Recipes
This document contains practical patterns and solutions for common problems encountered when building applications with Huey. Each recipe includes a working example and discussion of the tradeoffs involved.
Key/Value Data Storage
The Huey result-store can be used directly if you need a convenient way to cache arbitrary key/value data:
@huey.task()
def calculate_something():
# By default, the result store treats get() like a pop(), so in
# order to preserve the data so it can be read again, we specify
# the second argument, peek=True.
prev_results = huey.get('calculate-something.result', peek=True)
if prev_results is None:
# No previous results found, start from the beginning.
data = start_from_beginning()
else:
# Only calculate what has changed since last time.
data = just_what_changed(prev_results)
# We can store the updated data back in the result store.
huey.put('calculate-something.result', data)
return data
See Huey.get() and Huey.put() for additional details.
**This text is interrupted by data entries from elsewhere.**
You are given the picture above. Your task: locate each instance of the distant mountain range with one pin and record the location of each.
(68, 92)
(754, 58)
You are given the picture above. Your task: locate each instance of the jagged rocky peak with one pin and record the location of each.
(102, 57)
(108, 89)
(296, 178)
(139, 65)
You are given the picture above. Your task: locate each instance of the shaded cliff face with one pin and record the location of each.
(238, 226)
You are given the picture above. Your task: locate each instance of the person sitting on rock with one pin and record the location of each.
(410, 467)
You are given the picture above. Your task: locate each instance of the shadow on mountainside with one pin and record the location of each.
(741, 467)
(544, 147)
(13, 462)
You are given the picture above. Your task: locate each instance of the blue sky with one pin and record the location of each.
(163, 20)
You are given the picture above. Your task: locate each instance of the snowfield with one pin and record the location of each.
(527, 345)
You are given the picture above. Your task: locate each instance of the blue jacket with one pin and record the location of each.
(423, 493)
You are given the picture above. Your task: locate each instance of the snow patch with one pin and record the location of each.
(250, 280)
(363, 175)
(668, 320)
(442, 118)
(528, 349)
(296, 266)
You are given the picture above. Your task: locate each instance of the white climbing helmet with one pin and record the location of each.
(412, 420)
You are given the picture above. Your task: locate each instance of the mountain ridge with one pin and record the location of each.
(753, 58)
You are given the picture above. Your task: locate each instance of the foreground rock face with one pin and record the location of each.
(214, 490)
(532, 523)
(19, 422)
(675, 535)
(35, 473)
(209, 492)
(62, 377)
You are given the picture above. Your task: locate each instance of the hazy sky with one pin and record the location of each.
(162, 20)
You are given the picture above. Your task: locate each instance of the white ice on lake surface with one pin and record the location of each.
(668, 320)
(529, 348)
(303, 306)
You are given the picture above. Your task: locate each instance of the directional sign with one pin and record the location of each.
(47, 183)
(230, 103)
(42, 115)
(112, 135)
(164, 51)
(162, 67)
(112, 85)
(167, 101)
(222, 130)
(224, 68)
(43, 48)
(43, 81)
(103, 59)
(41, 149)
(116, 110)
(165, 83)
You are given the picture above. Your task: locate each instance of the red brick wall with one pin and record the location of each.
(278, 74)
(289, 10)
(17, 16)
Exponential Backoff Retries
Huey supports retries and retry_delay, but does not support exponential
backoff out-of-the-box. Exponential backoff is important when calling external
services – without it, a fleet of workers retrying at the same interval can
create a “thundering herd” that overwhelms a recovering service.
We can implement exponential backoff with a small decorator that leverages
the context=True parameter to access and modify the task instance:
import functools
def exp_backoff_task(retries=10, retry_backoff=1.15):
def deco(fn):
@functools.wraps(fn)
def inner(*args, **kwargs):
task = kwargs.pop('task')
try:
return fn(*args, **kwargs)
except Exception:
task.retry_delay *= retry_backoff
raise
return huey.task(retries=retries, retry_delay=1, context=True)(inner)
return deco
@exp_backoff_task(retries=5, retry_backoff=2)
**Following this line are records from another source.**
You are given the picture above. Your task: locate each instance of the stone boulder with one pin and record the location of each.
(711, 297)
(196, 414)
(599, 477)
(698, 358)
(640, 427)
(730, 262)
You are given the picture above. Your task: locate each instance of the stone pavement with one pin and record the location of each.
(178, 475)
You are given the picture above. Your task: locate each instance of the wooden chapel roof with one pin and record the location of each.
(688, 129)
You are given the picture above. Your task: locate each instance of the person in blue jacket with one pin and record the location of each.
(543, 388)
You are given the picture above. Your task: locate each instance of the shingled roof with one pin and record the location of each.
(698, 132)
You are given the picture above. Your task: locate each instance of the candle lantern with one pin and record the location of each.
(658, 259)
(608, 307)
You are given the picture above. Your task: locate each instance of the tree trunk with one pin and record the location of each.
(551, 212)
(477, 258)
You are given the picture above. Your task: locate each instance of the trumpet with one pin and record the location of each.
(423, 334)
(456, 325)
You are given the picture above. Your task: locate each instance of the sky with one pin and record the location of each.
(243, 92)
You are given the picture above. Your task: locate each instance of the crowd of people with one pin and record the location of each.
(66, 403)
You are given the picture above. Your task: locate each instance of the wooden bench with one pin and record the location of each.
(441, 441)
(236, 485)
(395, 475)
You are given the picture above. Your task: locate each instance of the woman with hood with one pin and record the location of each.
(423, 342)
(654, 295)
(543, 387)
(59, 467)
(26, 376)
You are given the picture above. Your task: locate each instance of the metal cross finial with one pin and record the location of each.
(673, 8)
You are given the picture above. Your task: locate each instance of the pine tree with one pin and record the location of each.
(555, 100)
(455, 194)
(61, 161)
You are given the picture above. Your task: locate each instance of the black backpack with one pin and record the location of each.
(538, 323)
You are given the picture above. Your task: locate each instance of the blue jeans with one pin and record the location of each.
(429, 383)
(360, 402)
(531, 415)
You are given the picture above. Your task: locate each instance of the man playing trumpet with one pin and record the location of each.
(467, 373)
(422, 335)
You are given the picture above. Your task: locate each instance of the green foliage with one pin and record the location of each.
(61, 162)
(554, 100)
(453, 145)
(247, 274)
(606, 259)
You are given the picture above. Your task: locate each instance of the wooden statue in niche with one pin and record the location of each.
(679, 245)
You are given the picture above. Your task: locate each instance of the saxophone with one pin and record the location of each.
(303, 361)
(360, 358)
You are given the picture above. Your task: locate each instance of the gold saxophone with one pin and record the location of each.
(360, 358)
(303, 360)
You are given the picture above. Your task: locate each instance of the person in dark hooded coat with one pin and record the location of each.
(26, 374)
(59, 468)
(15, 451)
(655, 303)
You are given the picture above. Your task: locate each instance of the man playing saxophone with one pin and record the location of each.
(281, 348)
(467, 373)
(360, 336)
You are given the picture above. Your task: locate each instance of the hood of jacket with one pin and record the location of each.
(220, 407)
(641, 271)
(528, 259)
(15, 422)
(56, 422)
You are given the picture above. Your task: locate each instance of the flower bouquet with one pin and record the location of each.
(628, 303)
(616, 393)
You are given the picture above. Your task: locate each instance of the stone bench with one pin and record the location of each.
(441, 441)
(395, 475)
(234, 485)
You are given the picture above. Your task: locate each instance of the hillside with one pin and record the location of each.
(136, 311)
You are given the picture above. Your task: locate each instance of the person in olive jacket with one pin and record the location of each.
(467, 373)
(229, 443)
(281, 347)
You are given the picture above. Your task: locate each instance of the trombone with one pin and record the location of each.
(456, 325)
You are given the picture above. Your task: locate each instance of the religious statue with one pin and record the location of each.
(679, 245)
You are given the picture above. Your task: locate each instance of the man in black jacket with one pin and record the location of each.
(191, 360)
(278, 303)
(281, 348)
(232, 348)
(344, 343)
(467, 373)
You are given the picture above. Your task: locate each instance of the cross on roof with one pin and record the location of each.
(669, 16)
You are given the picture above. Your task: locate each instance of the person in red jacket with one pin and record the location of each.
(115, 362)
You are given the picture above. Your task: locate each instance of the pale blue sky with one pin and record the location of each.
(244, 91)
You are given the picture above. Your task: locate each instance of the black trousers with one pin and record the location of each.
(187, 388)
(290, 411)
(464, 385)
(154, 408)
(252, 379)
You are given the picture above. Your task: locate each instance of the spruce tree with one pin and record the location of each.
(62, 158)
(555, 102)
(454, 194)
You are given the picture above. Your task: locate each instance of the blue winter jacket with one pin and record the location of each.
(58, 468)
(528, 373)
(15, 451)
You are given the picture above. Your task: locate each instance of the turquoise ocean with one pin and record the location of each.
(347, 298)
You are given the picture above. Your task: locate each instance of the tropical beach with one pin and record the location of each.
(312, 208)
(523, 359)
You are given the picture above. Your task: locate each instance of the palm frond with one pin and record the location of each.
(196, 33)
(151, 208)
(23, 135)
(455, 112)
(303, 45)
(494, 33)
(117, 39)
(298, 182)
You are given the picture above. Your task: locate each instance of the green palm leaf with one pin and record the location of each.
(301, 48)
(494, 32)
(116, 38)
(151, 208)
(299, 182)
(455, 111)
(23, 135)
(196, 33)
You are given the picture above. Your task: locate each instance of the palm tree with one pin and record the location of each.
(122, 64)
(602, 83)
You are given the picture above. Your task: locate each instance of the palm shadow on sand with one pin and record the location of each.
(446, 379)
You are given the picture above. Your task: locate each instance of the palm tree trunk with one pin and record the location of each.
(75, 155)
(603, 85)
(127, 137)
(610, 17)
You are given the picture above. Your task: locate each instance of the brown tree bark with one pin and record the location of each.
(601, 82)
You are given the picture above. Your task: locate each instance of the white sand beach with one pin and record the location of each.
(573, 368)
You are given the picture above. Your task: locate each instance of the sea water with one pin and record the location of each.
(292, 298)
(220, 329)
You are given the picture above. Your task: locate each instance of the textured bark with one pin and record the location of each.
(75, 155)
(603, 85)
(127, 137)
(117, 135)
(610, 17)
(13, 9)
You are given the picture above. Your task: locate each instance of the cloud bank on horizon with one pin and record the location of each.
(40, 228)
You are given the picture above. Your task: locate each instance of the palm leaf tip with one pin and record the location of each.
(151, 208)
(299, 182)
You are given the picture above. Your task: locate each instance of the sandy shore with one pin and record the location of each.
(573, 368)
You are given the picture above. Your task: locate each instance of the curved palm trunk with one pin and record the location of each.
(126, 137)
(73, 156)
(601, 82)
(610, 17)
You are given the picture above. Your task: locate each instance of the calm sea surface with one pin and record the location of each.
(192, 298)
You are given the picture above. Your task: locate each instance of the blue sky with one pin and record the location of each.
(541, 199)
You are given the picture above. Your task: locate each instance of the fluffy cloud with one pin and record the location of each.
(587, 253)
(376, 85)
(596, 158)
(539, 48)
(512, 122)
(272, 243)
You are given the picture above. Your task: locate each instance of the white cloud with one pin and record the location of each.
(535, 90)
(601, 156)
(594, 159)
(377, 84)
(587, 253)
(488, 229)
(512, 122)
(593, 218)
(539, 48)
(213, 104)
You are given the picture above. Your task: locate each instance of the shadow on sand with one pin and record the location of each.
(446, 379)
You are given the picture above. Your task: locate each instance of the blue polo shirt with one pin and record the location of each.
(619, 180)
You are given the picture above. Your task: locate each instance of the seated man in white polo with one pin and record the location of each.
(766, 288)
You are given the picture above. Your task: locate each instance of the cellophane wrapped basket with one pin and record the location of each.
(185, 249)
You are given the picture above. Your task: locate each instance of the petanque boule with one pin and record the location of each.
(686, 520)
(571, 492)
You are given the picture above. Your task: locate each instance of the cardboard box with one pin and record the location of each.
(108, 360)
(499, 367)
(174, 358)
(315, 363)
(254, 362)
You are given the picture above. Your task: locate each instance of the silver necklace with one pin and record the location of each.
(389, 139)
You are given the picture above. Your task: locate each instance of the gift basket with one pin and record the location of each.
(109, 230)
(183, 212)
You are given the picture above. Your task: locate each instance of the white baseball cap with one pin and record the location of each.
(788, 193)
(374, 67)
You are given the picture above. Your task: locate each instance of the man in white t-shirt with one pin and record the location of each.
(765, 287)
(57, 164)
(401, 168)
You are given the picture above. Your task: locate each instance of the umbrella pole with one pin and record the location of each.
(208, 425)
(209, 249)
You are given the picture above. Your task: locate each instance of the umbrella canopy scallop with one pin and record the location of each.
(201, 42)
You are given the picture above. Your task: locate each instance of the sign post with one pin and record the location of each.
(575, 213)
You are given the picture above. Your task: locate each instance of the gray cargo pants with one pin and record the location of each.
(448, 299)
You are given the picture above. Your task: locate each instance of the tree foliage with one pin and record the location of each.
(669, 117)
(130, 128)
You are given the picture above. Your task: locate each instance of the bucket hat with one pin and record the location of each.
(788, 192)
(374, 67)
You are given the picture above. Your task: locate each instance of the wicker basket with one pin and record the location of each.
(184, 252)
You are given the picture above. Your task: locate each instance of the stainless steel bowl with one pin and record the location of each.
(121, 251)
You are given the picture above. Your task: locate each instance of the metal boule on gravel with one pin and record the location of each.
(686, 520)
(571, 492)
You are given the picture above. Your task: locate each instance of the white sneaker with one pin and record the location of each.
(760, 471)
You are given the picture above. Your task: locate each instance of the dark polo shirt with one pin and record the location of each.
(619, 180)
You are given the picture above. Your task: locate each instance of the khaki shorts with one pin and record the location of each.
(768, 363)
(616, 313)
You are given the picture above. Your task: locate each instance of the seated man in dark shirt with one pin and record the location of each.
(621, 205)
def call_external_api(endpoint, payload):
resp = requests.post(endpoint, json=payload)
resp.raise_for_status()
return resp.json()
If the consumer starts executing the task at 12:00:00, the retry schedule
would look like:
12:00:00first call12:00:02retry 1 (delay=1*2=2s)12:00:06retry 2 (delay=2*2=4s)12:00:14retry 3 (delay=4*2=8s)12:00:30retry 4 (delay=8*2=16s)12:01:02retry 5 (delay=16*2=32s)
Note
The retry_delay is modified on the task instance itself, so the change
persists across retries. The initial retry_delay=1 is set when the task
is registered, and gets multiplied by retry_backoff on each failure.
Idempotent Tasks Using Deterministic IDs
By default, every task invocation gets a random UUID. If the same logical task is enqueued multiple times (e.g., from a webhook handler that might be called more than once), you may end up with duplicate work. You can prevent this by assigning a deterministic task ID.
The schedule() method accepts an id parameter:
@huey.task()
def sync_user(user_id):
user = User.get(user_id)
external_service.sync(user.to_dict())
# Only one sync per user will be enqueued at a time. If the task is
# already in the queue, enqueuing a second one with the same ID will
# simply overwrite the result-store entry for that ID.
sync_user.schedule(
args=(user_id,),
delay=5,
id='sync-user-%s' % user_id)
Warning
Huey does not de-duplicate by ID at the queue level – both messages will exist in the queue. However, the result store will only track one result per ID. If true at-most-once delivery matters, combine a deterministic ID with the task deduplication recipe below.
Progress Tracking via Key/Value Storage
Long-running tasks often need to report progress to the calling application.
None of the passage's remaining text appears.